The following is an excerpt from What Did Jesus Ask?, edited by Elizabeth Dias and published by TIME Books, available from Amazon or Barnes & Noble. Read other excerpts from the book here.
“Who is my mother, and who are my brothers?”—Matthew 12:48
Once after Mass, a youngster asked me, “Why do you call us brothers and sisters? You’re not my brother.” Reasoning that he already had a family, my young interlocutor wondered how we could be brothers. I responded, “Ah, but I am spiritually your brother because we are all members of God’s family.” After the boy received a nod from his parents, he said approvingly, “Wow, I didn’t know that.”
In the Gospel, we hear Jesus ask, “Who is my mother? Who are my brothers?”
This had to have been confusing to his listeners. After all, his family was standing right outside. So what did he mean?
When Jesus next answers his own questions—“Whoever does the will of my heavenly Father is my brother, and sister, and mother”—we can see he is teaching us to broaden our horizons, to think beyond the idea of natural family. At the same time, he is inviting us to be part of his own family—one big family of God.

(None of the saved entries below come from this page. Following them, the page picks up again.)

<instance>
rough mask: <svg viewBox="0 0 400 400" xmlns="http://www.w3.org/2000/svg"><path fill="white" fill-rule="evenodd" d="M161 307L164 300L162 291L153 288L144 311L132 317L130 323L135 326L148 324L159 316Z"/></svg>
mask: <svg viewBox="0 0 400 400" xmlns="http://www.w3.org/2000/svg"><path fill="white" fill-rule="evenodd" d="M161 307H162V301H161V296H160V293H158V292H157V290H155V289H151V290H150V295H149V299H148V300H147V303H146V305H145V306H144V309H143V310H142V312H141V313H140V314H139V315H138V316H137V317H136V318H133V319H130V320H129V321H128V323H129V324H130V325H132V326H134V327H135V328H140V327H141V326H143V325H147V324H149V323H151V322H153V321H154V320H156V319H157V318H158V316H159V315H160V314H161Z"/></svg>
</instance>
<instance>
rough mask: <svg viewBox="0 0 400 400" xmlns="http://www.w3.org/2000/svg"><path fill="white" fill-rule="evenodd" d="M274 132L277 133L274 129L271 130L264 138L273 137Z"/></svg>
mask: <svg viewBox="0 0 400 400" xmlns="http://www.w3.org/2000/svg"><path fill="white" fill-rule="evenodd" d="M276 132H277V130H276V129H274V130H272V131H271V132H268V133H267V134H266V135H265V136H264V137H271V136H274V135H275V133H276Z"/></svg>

Jesus’ disciples throughout history—the church—have listened to his words and understood that he means more than a metaphor or a poetic figure of speech. In asking these questions and giving this answer about being his family, Jesus shows us that he came to do more than teach us a philosophy. Above all else, he wants a personal relationship with us. He wants to share his life with us. In addition to the families we grow up in, as that youngster at Mass discovered, the Lord asks us to be part of a real spiritual family in communion with him by doing the will of God.
So the real questions we must ask ourselves are: What is the will of Christ’s heavenly Father so that we too might be his family? More personally, what is God’s will for us? What does it mean for you and for me to be Jesus’ mother, brother, sister?
Throughout his ministry, Jesus said he came to do the will of the Father who sent him (e.g., John 6:38). He ministered to the sick, brought glad tidings to the poor and proclaimed liberty to captives. In the Sermon on the Mount, the Lord told of the new way of life. It involves the merciful, those who hunger and thirst for righteousness, those who mourn, the peacemakers and the poor in spirit. Later in his ministry, his disciples are challenged to envision a world in which the hungry are fed, the thirsty are given drink, the stranger is welcomed and the naked are clothed. He says to forgive one another and be a light of goodness to the world. Finally, Jesus gave up his life on the Cross and rose again on the third day to save us from sin and gain eternal life.
In his words and in his deeds, the Lord reveals that he is love personified and that his will is simply that we love him and love one another. “As I have loved you, so you also should love one another” (John 13:34). Loving one another, giving of ourselves, taking the other into our hearts—this is what it means to be family. This is what it means to be Jesus’ mother, brother, sister. To more fully understand Jesus’ questions—“Who is my mother? Who are my brothers?”—we need to remember that he is not just any man; he is the Lord. The life he wants to share with us as part of God’s family is a divine, eternal life. Having broken the chains of death, he invites us to share in his Resurrection.
Jesus, the Son of God, asks us to call God “Father” as well. As he did with Nicodemus, he invites us to be born again, this time of the Spirit (John 3:1–21). A new life in God’s family begins partic- ularly in the waters of baptism as the limits of the old order begin to pass away. “See what love the Father has given us, that we should become children of God and so we are” (1 John 3:1).
As children of God, necessarily we are all then the new spiritual brothers and sisters of Jesus, one family united in love. Is this not the meaning of what Jesus asks with his questions—to be a people who bear fruit through our love, as a mother does, to care and respect one another and to reach out to embrace one another with all the affection of brothers and sisters? Is this not in a very real and profound sense exactly what this world needs today? Would we not all be blessed if, through our love, we were to transform our society into a culture of compassion, understanding, mutual respect and solidarity?
As we journey through life, encountering Jesus along the way, he engages us in dialogue. Here, we can easily envision his questions “Who is my mother? Who are my brothers?” to be a request for a show of hands. Jesus asks us—you and me—“Will you be my mother, my brother, my sister?” He asks us, as he did with Peter, “Do you love me?” (John 21:15). How do we respond?
Cardinal Donald Wuerl is the Roman Catholic Archbishop of Washington.